Rare disease patients often face an uphill battle in finding effective treatment. These conditions may be “rare” individually, but collectively they affect hundreds of millions of people – an estimated 300 million individuals worldwide live with a rare disease. Yet for most of these patients, an accurate diagnosis can take years and effective therapies are hard to come by. In fact, about 95% of rare diseases lack an FDA-approved treatment, and getting a correct diagnosis can commonly take 3–15 years. This lack of established options leaves many patients feeling isolated and desperate for answers. Clinical trials offer a beacon of hope in this challenging landscape. They provide rare disease patients a chance to access potential new treatments and help advance scientific understanding of their condition. In this article, we’ll explore the challenges rare disease patients face, how clinical trials can address those challenges, the unique benefits trials offer (such as early access to treatments and personalized care), the hurdles to accessing trials, and how to find and join a trial. By understanding these aspects, you’ll see why rare disease patients often have the most to gain from participating in clinical research.
Ready to explore clinical trials for your rare disease?
Find studies near you and see if you qualify — your participation could open the door to new treatment possibilities.
The Challenges Rare Disease Patients Face
Living with a rare disease brings many unique difficulties.
A long journey to diagnosis
For many people, the first big challenge is simply finding out what’s wrong. Rare diseases often start with symptoms that look like more common conditions. This can lead to years of doctor visits, referrals, and even misdiagnoses before the right answer is found. This long and stressful process is often called the “diagnostic odyssey” – and it can take several years, sometimes more than a decade. During this time, the disease may get worse without proper treatment, leaving patients and families anxious and uncertain about the future.
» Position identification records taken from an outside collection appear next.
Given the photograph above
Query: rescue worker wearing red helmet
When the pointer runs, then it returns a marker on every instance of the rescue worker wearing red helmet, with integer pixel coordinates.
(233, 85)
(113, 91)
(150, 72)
Few or no approved treatments
Another major challenge is that most rare diseases have no FDA-approved treatments available. Pharmaceutical companies have often been hesitant to develop drugs for such small patient populations because research is expensive and the market is limited. As a result, many rare disease patients are left with few, if any, treatment options. They may need to rely on off-label medications (drugs approved for other conditions) or supportive care to manage symptoms. This can be frustrating and heartbreaking – knowing that a possible treatment could exist but not being able to access it.
Limited medical knowledge and support
Because rare diseases are uncommon, many healthcare providers simply don’t have experience with them. Even well-intentioned doctors may not know how best to diagnose or manage these conditions. This often leads patients to go through “trial-and-error” treatments that may not help. Many patients end up becoming experts in their own condition, searching for information and specialists who truly understand their needs. On top of this, rare disease care often involves higher medical costs, travel to see specialists, and the emotional strain of feeling isolated – since it can be hard to connect with others facing the same illness.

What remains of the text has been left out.